Berman argues that for all of its innovation and inspiration, the Obama campaign was myopic: "Obama’s movement…ever adequately prepared for the day after his election." Obama had united a diverse base, including many who did not identify as Democrats, at a time when America hungered for, yes, hope, change and inclusion. But in attracting a wide variety of voters and supporting candidates across the Democratic spectrum, Democrats lost ideological cohesion on issues like healthcare reform, abortion, gun control and gay marriage. The enthusiasm was for Obama, not necessarily his platform.

Those voters who did support Obama’s progressive objectives had formed the base of the campaign’s grassroots organization; but once in office, Obama seemingly turned his back on them.
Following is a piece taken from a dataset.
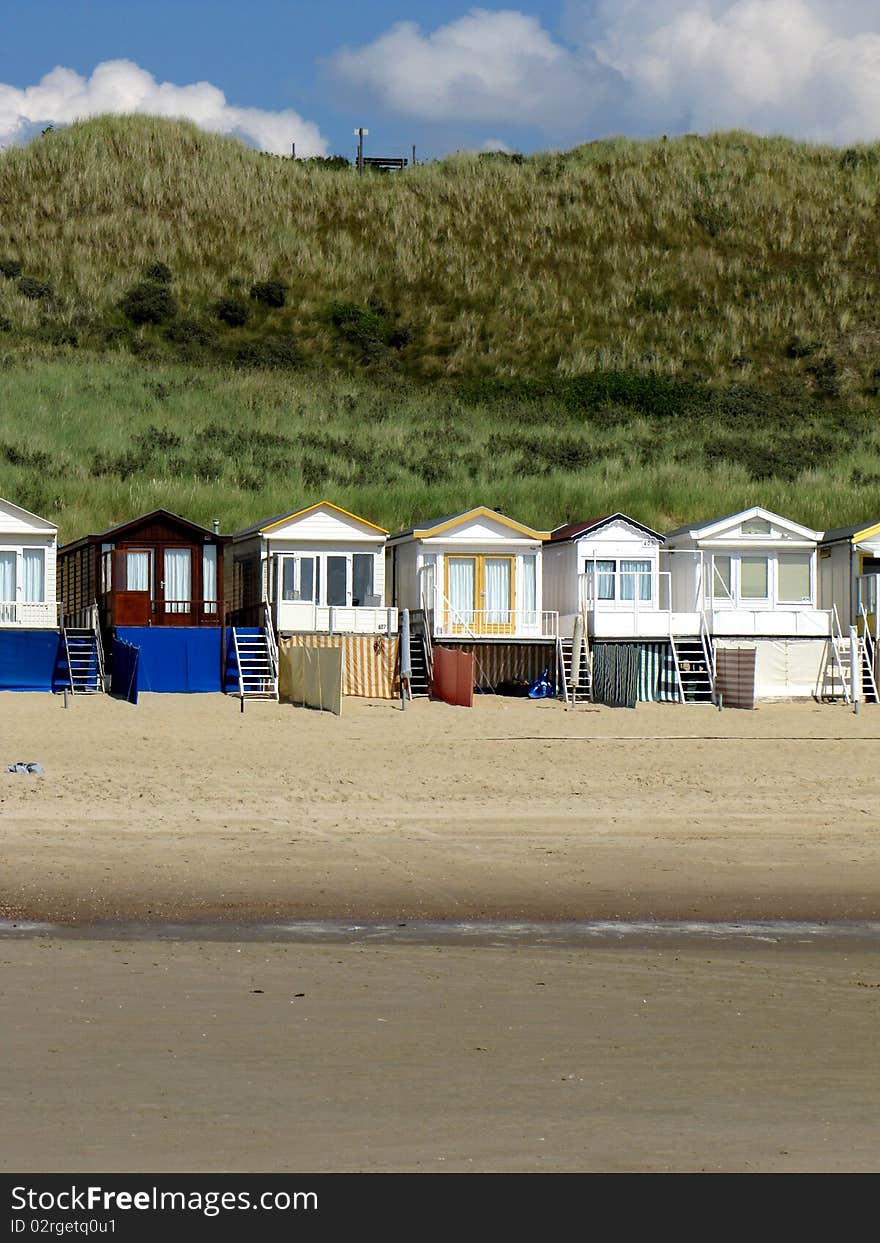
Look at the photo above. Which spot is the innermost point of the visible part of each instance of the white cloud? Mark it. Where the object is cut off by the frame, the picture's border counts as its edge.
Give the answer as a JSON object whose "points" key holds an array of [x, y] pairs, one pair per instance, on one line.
{"points": [[124, 87], [806, 67]]}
He staffed the White House with Washington insiders and snubbed Howard Dean along the way, which Berman largely attributes to chief of staff Rahm Emanuel’s antipathy to Dean. Emanuel embodies the inside-the-Beltway attitude that has disappointed many erstwhile Obama supporters. He famously referred to Democrats who were organizing for more progressive healthcare reform as "fucking retarded." As Dean told Berman, "That’s basically saying to your own people—you got us here, now FU."

For Berman, all is not lost. "It’s not too late for Obama to turn his presidency around, reconnect with the supporters who propelled him to the White House, attack the gridlock in Washington and reclaim his ambitious legislative agenda," he wrote in September. Herding Donkeys stresses the importance of grassroots supporters to Obama’s win in 2008 and demonstrates that a return to such bottom-up organizing could be the key to success, not only for electing Democrats in 2010 and beyond but for pursuing the bold policy initiatives the country so desperately needs.